Unthinkable just a year ago, Chinese President Xi Jinping won a promise from the European Union on Monday to consider a multi-billion-dollar free-trade deal.
Xi, the first Chinese leader to visit European Union headquarters in Brussels since ties were established in 1975, pressed senior EU officials to consider such a pact, despite European concerns that Chinese state-owned firms flout international trade rules, Reuters reported.
The EU promise hinges on first coming to terms on an investment agreement, talks for which began in January. Xi’s visit was intended to speed up the process.
“Concluding such a comprehensive EU-China Investment Agreement … will convey both sides’ joint commitment towards stronger cooperation as well as their willingness to envisage broader ambitions including, once the conditions are right, towards a deep and comprehensive FTA, as a longer-term perspective,” the two sides said in their summit statement, according to Reuters.
Xi is on the last leg of a European tour accompanied by more than 200 Chinese business leaders, several of whom signed multi-billion agreements to buy airplanes and cars as the contingent swept through France and Germany on their way to Belgium.
Signed agreements included those with automakers Daimler and BMW in Germany, and 10-year deal with Airbus in France to assemble A320 planes in China as well as the unblocking of orders on larger jets worth more than US$6 billion.
China’s ultimate goal for the trip was to reach a wide-ranging trade agreement with the EU, a US$17 trillion economy. In turn, the EU hoped to persuade China to open its markets to foreigners and attract more direct investment, CNN said.
According to one EU official at Monday’s summit, Xi pushed hard for the EU to consider the free-trade pact. “China wanted to go further on an FTA,” the official said after Xi’s meeting with European Council President Herman Van Rompuy and European Commission President Jose Manuel Barroso.
“Europe agrees to go ahead with this target in the medium term. We prefer to go ahead first with an investment agreement.”
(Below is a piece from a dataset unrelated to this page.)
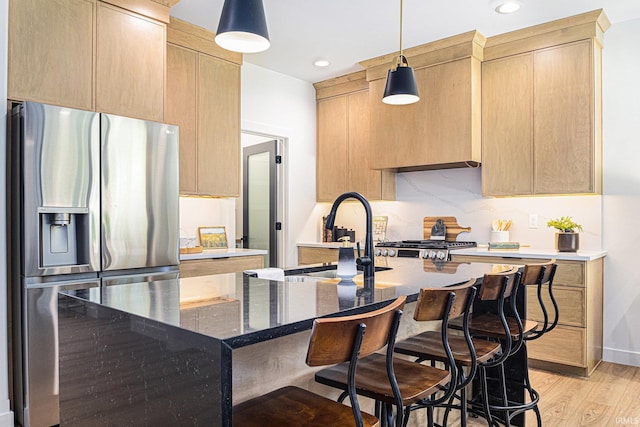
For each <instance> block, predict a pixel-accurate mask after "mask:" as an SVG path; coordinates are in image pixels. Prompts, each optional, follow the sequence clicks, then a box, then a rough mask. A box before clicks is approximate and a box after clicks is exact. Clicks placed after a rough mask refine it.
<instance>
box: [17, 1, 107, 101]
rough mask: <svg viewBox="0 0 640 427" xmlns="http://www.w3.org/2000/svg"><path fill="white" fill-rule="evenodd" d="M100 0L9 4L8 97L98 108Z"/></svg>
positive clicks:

Many see negotiations moving along quickly, with a signed agreement making it easier for European countries to do business in China.
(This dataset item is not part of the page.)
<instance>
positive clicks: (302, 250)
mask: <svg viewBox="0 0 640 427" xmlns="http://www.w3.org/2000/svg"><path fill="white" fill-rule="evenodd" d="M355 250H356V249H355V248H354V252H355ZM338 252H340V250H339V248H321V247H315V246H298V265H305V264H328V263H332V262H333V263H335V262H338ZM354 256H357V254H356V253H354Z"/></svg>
As do their counterparts in the US, European companies complain of poor treatment in China, such as being forced to share sensitive know-how to win access to Chinese funding and local contracts, said Reuters. Mandatory joint ventures and limits on foreign ownership are also barriers that the EU hopes to remove.
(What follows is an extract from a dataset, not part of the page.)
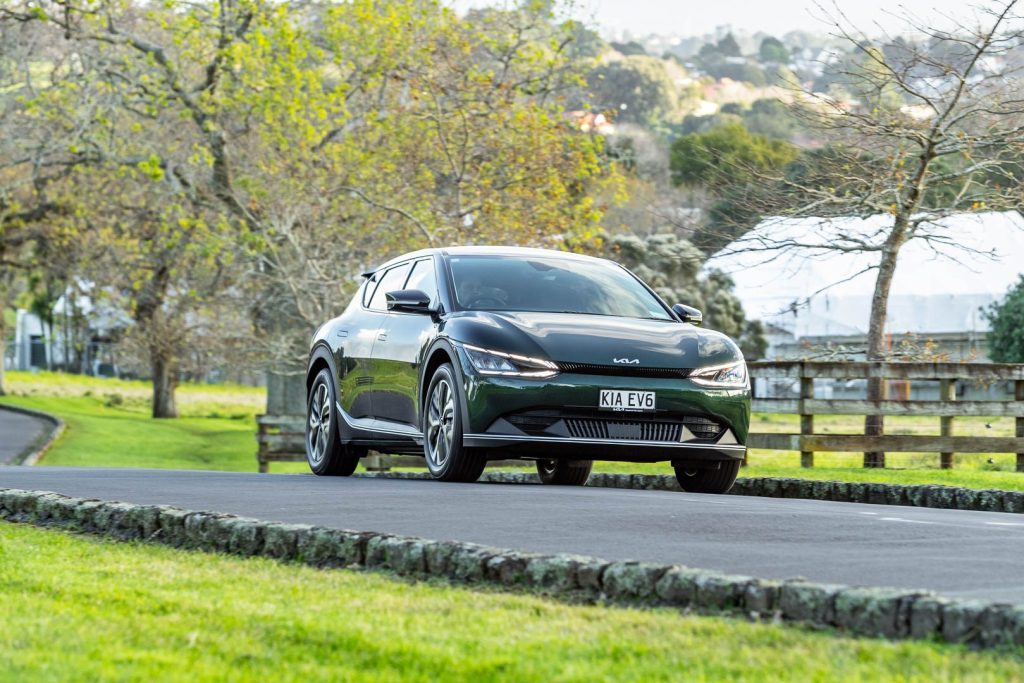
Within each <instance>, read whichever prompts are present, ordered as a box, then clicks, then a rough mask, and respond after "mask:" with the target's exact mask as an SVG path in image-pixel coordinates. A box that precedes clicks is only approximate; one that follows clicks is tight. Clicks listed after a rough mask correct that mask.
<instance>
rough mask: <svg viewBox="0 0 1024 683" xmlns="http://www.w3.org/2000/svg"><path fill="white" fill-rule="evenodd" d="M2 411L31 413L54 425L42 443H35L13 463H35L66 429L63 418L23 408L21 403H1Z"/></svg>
mask: <svg viewBox="0 0 1024 683" xmlns="http://www.w3.org/2000/svg"><path fill="white" fill-rule="evenodd" d="M0 411H9V412H11V413H20V414H22V415H29V416H31V417H34V418H39V419H40V420H44V421H46V422H48V423H50V424H51V425H53V427H52V429H50V433H49V435H47V436H46V438H44V439H42V442H41V443H38V444H37V445H35V446H34V447H33V449H32V450H31V451H29V452H28V453H26V454H23V455H22V456H19V457H17V458H15V459H14V460H13V461H11V463H10V464H11V465H35V464H36V463H38V462H39V460H40V459H41V458H42V457H43V456H44V455H46V452H47V451H49V449H50V446H51V445H53V442H54V441H56V440H57V438H58V437H59V436H60V434H62V433H63V430H65V422H63V420H61V419H60V418H58V417H56V416H55V415H50V414H49V413H43V412H41V411H34V410H32V409H31V408H22V407H20V405H9V404H7V403H2V404H0Z"/></svg>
“The China-EU strategic cooperation has a bright future and both sides should not only cooperate at the bilateral level, but also work together within the framework of the Asia-Europe relationship, and join efforts in dealing with global challenges,” said Xi, according to a Global Times news report.
Disputes notwithstanding, Europe is China’s most important trading partner, while for the EU, China is second only to the United States. Bilateral trade in goods reached more than US$588.6 billion last year—US$1.6 billion every day, according to the latest data from the European Commission.
Par for the course, Xi did not miss an opportunity to wax eloquent.
“Rocks cannot interrupt the course of a river in its tumultuous voyage to the ocean, I am convinced that no problem or difference can snarl the march of Sino-European friendship and cooperation,” Xi wrote in Belgian daily Le Soir.
Xi also charmed Belgium’s King Philippe and Queen Mathilde by visiting Hao Hao and Xing Hui, two giant pandas dispatched to Belgium in February and on loan to the country of 11 million people for the next 15 years.
If that weren’t enough to fan the flames on EU-China negotiations, China also announced plans to invest US$100 billion per year into Eastern European countries by 2015.